Robert Wittams robert at wittams.com
Sun Mar 20 22:17:32 EET 2005


>>Why? Because I don't believe requiring a magic flag to be set to run a
>>program makes things more secure, it just decreases usability. 
> 
> 
> ...selinux actually makes this worse, by not allowing you to do anything - at all with what you
> downloaded. And if it does have a method to run it, it's not different than the +x solution,
> expect for being more complex and less portable to other systems.
> 
> 

I'm not convinced that the +x solution is good or bad as a stop gap. But...

SELinux definitively is NOT the same as the +x solution. The +x solution 
gives the user 1 choice:

"Do you want to give this program as much control over this computer as 
you have?"

Any SELinux solution worth its salt is going to allow the script to run 
in a sandbox, see if it tries to do anything more, and ask if the user 
wants to grant the permission to do that single act, or widen the 
permission to future acts.

Well behaved programs that forsee the need will ask for permissions up 
front. Trojans that want to seem well behaved will do the same. But they 
won't be able to hide what they want to do, due to the unspoofable 
window features that will need to be built into next gen 
window/composite managers, and used by the sandboxing process.

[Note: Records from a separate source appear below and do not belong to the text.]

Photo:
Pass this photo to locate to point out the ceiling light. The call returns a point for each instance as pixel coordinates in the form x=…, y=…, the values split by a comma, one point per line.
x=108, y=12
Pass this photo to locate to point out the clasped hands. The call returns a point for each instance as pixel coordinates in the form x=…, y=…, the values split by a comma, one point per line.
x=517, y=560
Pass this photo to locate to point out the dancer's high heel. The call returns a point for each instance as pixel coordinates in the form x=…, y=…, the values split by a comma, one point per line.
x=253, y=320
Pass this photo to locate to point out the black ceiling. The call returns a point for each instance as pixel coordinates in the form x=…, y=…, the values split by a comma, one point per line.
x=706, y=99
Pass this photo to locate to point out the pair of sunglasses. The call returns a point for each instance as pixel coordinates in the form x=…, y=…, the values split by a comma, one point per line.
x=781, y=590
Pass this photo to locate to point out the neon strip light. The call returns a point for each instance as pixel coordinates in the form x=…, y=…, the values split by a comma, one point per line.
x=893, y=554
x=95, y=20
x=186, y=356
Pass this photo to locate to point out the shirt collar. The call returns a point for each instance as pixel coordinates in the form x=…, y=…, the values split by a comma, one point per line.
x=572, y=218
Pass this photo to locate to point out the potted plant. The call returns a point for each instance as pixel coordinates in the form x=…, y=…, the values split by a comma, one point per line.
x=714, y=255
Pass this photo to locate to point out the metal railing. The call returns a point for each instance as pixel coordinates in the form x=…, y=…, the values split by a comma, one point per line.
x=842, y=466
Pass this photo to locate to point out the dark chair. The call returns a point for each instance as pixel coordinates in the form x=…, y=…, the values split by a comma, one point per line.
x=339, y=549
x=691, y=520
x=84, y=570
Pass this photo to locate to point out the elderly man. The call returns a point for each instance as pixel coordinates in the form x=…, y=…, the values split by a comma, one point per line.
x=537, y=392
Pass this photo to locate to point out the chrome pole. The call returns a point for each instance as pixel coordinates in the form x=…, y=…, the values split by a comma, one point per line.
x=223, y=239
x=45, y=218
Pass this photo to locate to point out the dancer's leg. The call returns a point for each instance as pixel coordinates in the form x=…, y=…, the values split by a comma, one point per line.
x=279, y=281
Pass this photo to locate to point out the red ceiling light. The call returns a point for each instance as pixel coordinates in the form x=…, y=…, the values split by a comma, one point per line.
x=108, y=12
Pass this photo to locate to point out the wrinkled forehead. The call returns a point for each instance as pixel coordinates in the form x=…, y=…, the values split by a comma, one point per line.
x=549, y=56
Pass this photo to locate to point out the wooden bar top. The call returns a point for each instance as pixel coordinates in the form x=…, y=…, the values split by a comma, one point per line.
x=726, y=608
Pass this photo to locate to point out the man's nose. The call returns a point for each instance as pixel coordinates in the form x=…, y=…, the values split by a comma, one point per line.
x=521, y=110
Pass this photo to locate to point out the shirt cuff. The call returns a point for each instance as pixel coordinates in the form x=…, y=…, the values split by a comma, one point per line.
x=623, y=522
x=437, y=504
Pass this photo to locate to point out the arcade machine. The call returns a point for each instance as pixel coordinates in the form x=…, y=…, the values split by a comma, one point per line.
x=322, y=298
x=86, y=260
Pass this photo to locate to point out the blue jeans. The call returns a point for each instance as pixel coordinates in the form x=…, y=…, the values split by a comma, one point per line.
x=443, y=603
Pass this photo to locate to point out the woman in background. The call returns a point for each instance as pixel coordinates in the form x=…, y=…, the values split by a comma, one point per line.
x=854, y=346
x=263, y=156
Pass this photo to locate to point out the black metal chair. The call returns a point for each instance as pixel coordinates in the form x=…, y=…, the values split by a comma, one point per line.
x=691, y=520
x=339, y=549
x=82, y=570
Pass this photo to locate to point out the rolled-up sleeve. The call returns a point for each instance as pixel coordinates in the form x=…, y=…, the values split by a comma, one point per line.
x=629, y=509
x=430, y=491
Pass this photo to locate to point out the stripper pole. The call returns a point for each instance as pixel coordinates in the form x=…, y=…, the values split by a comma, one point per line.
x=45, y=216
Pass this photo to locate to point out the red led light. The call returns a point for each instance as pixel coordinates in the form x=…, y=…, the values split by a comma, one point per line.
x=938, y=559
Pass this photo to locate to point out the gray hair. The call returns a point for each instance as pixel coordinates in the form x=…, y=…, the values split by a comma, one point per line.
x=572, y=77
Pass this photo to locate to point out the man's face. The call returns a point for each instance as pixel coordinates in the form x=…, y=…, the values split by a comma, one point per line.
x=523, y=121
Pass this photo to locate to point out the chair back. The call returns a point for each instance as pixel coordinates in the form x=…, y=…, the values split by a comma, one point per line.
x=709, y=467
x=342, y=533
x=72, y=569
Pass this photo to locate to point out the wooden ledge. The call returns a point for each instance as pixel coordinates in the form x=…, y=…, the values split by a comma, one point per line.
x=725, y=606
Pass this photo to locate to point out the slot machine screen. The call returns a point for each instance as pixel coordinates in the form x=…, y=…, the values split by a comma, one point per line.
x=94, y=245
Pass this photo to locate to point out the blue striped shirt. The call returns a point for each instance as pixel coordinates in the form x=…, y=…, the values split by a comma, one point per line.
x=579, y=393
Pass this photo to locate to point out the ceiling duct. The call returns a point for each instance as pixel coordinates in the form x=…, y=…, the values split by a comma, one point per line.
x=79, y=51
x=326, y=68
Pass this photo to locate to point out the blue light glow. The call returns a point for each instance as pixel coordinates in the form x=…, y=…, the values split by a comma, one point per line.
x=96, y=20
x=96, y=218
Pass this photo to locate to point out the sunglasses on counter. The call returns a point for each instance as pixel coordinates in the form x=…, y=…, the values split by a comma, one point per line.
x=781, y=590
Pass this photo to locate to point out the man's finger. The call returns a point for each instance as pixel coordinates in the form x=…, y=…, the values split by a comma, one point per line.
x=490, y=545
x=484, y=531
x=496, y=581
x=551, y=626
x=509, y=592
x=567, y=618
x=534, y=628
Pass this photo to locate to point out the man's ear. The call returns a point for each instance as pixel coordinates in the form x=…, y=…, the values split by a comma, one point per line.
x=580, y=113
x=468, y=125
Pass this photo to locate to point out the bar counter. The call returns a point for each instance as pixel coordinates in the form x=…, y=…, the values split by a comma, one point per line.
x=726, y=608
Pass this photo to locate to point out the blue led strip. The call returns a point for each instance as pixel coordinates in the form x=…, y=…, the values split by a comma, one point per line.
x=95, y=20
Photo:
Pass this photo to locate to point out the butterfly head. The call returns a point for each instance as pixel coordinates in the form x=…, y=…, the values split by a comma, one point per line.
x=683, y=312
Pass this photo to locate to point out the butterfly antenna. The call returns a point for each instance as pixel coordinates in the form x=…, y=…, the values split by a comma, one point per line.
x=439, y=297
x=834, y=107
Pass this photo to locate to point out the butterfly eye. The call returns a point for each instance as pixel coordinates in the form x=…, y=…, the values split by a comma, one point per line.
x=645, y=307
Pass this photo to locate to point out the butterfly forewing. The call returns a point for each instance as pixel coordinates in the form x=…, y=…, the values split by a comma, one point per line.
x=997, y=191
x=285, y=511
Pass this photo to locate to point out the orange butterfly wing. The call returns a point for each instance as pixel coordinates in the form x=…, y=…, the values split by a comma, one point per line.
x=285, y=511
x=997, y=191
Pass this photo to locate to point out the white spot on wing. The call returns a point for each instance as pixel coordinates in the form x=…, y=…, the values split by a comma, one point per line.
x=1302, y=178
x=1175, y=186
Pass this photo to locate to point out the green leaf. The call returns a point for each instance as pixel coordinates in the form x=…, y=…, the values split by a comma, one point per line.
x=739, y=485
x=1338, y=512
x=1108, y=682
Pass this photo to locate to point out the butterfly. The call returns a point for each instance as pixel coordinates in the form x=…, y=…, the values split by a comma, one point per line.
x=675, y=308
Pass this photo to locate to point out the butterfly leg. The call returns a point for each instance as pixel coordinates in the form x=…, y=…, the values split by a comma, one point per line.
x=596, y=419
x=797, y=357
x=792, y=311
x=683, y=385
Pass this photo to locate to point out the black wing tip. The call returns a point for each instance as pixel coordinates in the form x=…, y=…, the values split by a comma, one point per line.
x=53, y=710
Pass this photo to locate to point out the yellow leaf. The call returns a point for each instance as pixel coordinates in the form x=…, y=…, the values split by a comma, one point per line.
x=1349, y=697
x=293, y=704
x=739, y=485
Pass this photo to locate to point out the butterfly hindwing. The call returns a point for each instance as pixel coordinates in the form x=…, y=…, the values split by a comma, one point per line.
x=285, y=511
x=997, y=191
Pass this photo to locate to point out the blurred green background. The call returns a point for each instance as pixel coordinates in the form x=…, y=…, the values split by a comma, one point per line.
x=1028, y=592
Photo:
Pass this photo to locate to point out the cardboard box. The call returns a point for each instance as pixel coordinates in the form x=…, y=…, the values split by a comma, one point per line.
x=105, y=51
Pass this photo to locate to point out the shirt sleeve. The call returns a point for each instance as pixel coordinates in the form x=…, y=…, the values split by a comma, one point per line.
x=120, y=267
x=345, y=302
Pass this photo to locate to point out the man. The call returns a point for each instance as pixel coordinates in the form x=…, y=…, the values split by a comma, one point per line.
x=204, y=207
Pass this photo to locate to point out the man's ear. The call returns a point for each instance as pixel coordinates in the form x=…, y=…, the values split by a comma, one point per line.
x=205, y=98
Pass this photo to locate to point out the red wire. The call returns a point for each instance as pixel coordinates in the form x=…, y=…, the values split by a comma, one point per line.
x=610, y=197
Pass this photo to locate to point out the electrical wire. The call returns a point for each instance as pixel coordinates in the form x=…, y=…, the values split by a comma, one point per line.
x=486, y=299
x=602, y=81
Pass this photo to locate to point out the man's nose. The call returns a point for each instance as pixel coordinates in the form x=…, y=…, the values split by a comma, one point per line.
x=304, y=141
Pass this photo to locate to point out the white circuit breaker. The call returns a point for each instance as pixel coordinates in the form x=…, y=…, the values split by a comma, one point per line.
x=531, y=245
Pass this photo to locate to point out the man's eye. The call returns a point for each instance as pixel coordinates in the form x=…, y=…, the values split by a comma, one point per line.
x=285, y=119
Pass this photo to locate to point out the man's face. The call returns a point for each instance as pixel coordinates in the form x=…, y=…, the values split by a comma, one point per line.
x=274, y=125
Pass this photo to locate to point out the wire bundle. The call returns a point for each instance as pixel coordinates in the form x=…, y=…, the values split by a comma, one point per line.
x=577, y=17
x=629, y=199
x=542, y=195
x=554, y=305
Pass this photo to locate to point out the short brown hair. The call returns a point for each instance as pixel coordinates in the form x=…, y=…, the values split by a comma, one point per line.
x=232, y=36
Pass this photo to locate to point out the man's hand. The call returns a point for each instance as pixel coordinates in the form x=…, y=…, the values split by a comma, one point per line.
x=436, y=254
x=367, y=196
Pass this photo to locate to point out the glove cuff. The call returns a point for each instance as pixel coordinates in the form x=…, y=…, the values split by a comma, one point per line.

This will of course require a lot of work. But it will be a *real* 
solution to trojans arriving in downloads and emails. Yours is a stop 
gap. Don't compare the two as if they are similar - they are not.

The standard complaint here is that users will just say yes to 
everything. This is based on experience gained from the masterful 
ActiveX dialog and Suns Java Webstart. I think the user experience can 
be improved from these disasters : for one, this won't be about trusting 
corporate behemoths.

And as to portability: sometimes posix is not enough, we can't wait for 
every api to be implemented everywhere before allowing its use. Of 
course, nothing stops other systems just forgoing the extra security 
features, implementing them, or forging their own path.